The company's next dividend payment will be US$0.075 per share, and in the last 12 months, the company paid a total of US$0.30 per share. Based on the last year's worth of payments, Kelly Services stock has a trailing yield of around 1.3% on the current share price of US$23.50. If you buy this business for its dividend, you should have an idea of whether Kelly Services's dividend is reliable and sustainable. That's why we should always check whether the dividend payments appear sustainable, and if the company is growing.
Check out our latest analysis for Kelly Services
Dividends are typically paid from company earnings. If a company pays more in dividends than it earned in profit, then the dividend could be unsustainable. That's why it's good to see Kelly Services paying out a modest 30% of its earnings. That said, even highly profitable companies sometimes might not generate enough cash to pay the dividend, which is why we should always check if the dividend is covered by cash flow. What's good is that dividends were well covered by free cash flow, with the company paying out 18% of its cash flow last year.
It's encouraging to see that the dividend is covered by both profit and cash flow. This generally suggests the dividend is sustainable, as long as earnings don't drop precipitously.
Click here to see the company's payout ratio, plus analyst estimates of its future dividends.
Have Earnings And Dividends Been Growing?
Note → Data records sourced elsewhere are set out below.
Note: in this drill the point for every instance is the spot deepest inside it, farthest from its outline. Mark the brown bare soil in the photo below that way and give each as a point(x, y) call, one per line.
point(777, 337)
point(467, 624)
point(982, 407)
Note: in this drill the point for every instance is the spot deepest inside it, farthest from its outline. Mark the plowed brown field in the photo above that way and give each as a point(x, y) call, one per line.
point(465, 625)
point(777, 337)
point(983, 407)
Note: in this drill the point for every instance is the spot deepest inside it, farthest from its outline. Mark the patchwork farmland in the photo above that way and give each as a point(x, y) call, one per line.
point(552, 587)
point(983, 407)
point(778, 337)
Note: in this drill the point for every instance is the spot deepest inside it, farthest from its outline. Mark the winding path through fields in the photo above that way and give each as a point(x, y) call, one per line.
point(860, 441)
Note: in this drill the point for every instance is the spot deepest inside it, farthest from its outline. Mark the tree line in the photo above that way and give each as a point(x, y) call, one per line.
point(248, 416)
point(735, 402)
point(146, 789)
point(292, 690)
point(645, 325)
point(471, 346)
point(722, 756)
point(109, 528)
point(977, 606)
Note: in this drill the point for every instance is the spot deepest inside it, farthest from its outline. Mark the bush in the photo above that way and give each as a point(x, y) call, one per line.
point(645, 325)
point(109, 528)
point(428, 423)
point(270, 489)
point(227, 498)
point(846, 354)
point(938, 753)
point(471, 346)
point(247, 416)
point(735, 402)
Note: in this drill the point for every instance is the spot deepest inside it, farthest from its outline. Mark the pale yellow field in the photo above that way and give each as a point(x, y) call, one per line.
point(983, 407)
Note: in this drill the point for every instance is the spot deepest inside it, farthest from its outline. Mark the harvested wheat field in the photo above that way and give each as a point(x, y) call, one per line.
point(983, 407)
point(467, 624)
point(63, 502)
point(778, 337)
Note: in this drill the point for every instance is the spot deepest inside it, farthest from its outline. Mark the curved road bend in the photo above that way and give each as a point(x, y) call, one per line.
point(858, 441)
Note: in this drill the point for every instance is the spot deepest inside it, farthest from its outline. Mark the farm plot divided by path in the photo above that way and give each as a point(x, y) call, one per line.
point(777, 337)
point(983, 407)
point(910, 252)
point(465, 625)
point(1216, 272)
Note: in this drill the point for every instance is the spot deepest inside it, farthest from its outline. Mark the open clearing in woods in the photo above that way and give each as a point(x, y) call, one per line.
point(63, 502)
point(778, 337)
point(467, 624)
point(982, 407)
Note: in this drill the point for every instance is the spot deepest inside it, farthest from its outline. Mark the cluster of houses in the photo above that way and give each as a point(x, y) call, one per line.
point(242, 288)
Companies with consistently growing earnings per share generally make the best dividend stocks, as they usually find it easier to grow dividends per share. If earnings decline and the company is forced to cut its dividend, investors could watch the value of their investment go up in smoke. Fortunately for readers, Kelly Services's earnings per share have been growing at 12% a year for the past five years. The company has managed to grow earnings at a rapid rate, while reinvesting most of the profits within the business. Fast-growing businesses that are reinvesting heavily are enticing from a dividend perspective, especially since they can often increase the payout ratio later.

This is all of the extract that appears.